The Housing Authority of Jefferson City announced Monday that a public hearing will be held on Sept. 5 to give a landowner the opportunity to prove that she should retain ownership of two properties. However, the owner has a history of allowing weather, animals and squatters to take advantage of her unattended properties.

The homes that the Housing Authority is working to claim through imminent domain are located at 101 and 105 Jackson Street, which are off of East Capitol Avenue.
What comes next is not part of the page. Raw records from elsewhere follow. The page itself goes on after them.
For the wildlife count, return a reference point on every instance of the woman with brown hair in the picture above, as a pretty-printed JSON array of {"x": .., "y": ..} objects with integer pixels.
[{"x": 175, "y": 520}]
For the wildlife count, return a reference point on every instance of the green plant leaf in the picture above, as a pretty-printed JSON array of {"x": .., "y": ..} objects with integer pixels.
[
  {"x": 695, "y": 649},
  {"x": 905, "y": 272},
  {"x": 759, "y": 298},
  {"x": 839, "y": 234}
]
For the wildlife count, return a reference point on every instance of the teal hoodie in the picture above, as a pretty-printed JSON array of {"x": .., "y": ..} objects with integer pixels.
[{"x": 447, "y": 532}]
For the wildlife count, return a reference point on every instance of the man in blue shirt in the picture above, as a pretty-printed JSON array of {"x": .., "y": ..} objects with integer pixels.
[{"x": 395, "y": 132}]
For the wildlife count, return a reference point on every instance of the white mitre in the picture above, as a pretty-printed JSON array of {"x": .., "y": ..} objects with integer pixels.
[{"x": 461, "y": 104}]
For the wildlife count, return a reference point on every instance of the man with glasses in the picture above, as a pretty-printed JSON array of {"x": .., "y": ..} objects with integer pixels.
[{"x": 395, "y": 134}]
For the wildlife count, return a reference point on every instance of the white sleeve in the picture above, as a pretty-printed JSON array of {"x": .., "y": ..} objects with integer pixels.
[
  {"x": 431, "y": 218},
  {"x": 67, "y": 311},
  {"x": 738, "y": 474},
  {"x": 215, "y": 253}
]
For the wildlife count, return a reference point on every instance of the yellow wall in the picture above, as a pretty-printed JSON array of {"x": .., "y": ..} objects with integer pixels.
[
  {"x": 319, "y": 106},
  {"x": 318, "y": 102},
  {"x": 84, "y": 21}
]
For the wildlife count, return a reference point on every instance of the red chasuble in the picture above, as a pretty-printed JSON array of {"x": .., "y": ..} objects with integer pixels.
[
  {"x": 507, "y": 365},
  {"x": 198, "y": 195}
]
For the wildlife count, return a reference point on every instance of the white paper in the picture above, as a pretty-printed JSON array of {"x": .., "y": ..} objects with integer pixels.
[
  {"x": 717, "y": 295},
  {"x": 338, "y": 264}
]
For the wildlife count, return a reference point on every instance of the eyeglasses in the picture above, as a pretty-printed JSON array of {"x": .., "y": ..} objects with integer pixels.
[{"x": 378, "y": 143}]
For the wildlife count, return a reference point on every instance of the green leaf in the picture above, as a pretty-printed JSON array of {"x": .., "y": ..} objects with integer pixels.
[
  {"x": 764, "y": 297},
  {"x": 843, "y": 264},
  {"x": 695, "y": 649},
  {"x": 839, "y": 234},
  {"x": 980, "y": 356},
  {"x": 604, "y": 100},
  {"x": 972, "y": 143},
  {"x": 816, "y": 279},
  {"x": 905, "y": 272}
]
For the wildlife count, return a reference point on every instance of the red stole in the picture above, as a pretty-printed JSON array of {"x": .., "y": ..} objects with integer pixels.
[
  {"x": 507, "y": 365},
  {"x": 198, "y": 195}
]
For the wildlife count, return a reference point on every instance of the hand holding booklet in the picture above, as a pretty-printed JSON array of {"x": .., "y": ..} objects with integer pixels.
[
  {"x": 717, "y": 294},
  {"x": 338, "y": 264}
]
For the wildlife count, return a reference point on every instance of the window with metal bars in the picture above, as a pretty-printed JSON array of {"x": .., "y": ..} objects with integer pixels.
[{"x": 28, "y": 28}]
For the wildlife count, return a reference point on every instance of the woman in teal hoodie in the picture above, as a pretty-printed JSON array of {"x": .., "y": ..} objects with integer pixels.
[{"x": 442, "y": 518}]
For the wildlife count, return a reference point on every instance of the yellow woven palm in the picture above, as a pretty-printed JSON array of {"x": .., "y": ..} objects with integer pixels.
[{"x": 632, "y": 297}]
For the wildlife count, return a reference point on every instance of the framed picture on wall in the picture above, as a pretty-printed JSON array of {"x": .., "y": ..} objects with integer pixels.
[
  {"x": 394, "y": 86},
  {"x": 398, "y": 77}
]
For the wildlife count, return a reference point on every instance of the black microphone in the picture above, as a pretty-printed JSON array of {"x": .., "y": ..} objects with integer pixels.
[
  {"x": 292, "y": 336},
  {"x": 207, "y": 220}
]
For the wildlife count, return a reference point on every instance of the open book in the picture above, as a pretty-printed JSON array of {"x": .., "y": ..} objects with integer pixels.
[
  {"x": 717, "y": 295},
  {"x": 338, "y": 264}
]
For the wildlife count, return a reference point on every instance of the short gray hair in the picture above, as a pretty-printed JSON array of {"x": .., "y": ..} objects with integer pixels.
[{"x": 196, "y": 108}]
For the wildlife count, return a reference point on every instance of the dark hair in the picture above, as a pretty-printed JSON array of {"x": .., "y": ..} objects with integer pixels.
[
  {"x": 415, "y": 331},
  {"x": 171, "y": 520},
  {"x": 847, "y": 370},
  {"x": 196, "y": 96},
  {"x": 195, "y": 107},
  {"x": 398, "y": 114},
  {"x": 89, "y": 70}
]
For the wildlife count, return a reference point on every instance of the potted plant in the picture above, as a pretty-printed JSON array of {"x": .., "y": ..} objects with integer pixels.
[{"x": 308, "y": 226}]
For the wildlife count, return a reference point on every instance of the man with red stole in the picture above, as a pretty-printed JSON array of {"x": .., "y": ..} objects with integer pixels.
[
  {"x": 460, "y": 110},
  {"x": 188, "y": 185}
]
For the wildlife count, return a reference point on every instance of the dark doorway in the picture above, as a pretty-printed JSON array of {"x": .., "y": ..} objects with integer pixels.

An urban renewal plan exists for the area, but lack of homeowners’ support has stalled improvements to some of the area.

“The overall goal is to eliminate the blight in that area and renovate and rejuvenate the homes,” said Cynthia Quetsch, executive director of the city’s Housing Authority.

Quetsch says the two homes in the lawsuit are unsecured and unsanitary for neighbors.
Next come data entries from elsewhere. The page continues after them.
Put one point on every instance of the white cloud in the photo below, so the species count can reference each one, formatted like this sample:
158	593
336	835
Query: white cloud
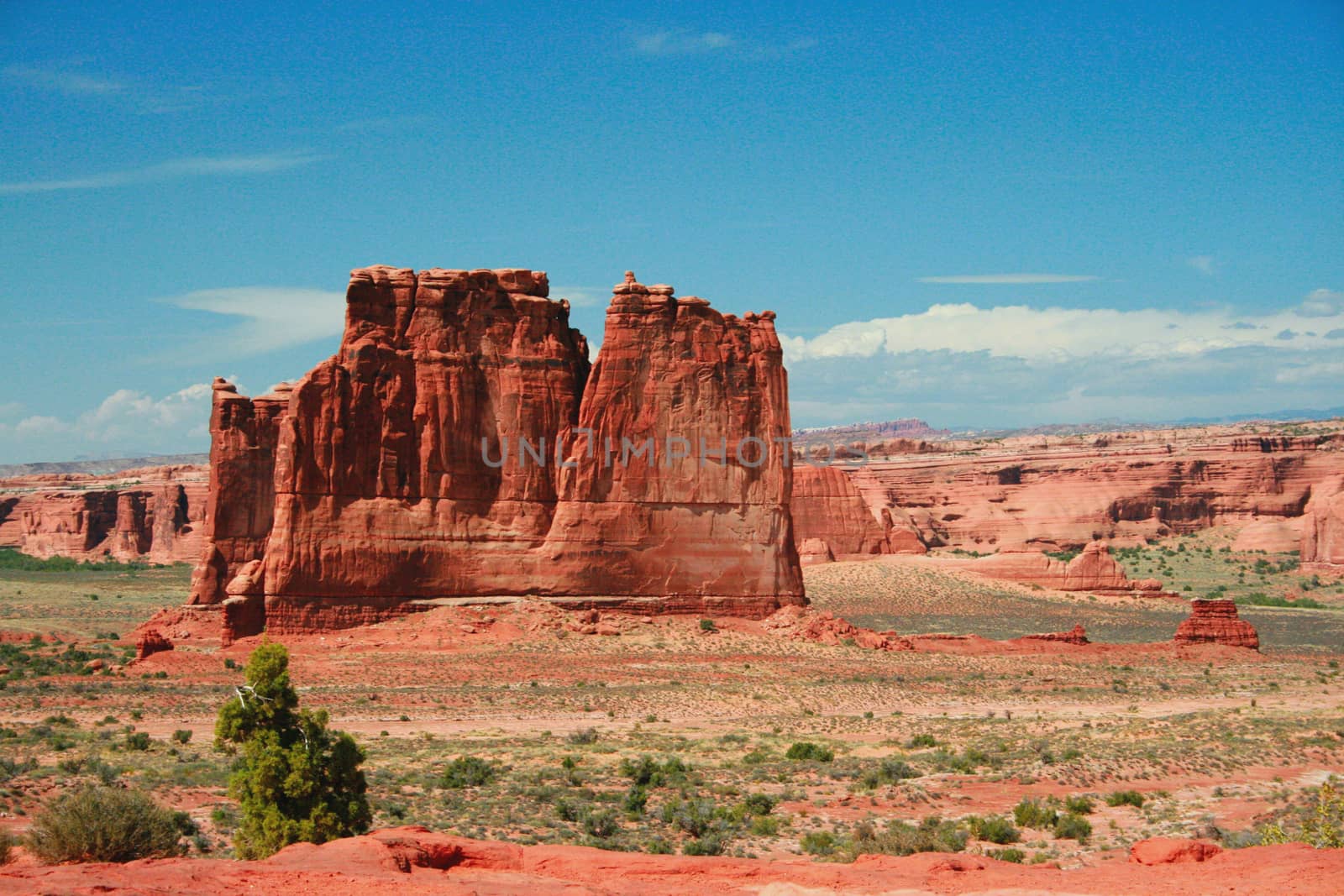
1010	278
1058	333
687	42
273	317
1203	264
125	423
964	365
1321	302
74	83
175	170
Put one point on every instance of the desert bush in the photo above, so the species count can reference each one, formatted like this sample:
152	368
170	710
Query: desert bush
1126	799
808	752
296	781
1034	813
467	772
1072	826
102	825
1079	805
996	829
889	772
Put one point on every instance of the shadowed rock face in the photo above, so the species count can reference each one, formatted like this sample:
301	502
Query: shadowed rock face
456	446
1323	528
1216	622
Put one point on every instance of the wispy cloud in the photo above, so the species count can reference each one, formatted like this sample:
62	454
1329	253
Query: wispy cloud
175	170
689	42
1203	264
1010	278
73	83
272	317
960	364
136	96
127	422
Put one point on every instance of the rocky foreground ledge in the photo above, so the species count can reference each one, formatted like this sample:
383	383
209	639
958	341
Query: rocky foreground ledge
416	860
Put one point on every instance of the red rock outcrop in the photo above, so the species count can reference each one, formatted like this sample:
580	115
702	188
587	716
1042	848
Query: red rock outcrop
1093	570
1323	528
242	463
828	511
150	642
459	446
1216	622
150	513
1063	492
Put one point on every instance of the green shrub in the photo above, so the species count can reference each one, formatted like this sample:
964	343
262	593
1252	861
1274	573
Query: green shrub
995	829
467	772
819	842
1126	799
1079	805
1034	813
889	772
102	825
1073	828
296	781
808	752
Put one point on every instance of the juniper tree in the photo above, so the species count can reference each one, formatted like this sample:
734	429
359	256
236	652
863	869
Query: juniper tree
295	781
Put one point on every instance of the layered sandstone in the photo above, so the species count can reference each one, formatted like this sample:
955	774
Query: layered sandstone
460	446
831	517
1323	528
1063	492
242	463
1093	570
152	513
1216	622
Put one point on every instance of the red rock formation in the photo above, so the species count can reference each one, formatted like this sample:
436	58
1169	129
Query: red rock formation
145	513
1062	492
1323	528
1093	570
456	446
1216	622
710	530
242	461
830	510
151	641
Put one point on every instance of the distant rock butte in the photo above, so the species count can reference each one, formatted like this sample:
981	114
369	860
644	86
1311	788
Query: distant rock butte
154	513
1323	528
1216	622
460	445
1093	570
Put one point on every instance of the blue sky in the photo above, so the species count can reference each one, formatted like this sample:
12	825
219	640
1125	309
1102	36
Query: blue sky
979	214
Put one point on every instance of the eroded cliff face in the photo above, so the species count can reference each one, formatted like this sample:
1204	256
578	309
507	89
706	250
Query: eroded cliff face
1216	622
1055	493
701	517
239	508
457	446
1323	528
831	519
152	513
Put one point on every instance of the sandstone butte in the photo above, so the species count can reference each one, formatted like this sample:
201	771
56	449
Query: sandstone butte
457	446
1216	622
155	513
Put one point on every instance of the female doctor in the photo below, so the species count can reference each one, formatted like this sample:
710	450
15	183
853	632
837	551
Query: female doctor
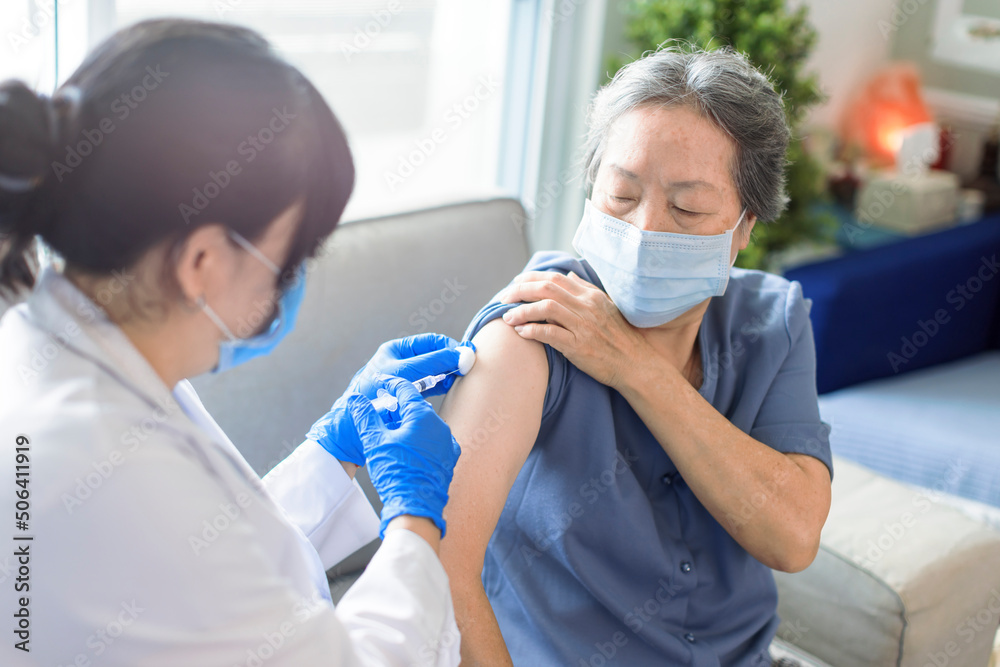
184	173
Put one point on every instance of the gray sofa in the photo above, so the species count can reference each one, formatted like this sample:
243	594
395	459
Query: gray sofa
908	602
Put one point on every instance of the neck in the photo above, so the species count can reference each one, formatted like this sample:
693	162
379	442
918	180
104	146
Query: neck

“Both of them are boarded up… The city has taken over doing the yard work,” Quetsch said. “If the city wasn’t doing it, it would be very dangerous in terms of vermin and people being able to hide out.”

The owner of the properties, Barbara Beuscher, also owns 27 of the 108 homes, or 25%, currently registered as abandoned across Jefferson City, according to an Aug. 6 Abandoned Homes Report. She also owns over 20 homes in the East Capitol Avenue area, 16 of which are currently boarded up, according to Quetsch and Jayme Abbot, the neighborhood services manager for the city.

Beuscher’s attorney did not respond to a request for comment Tuesday.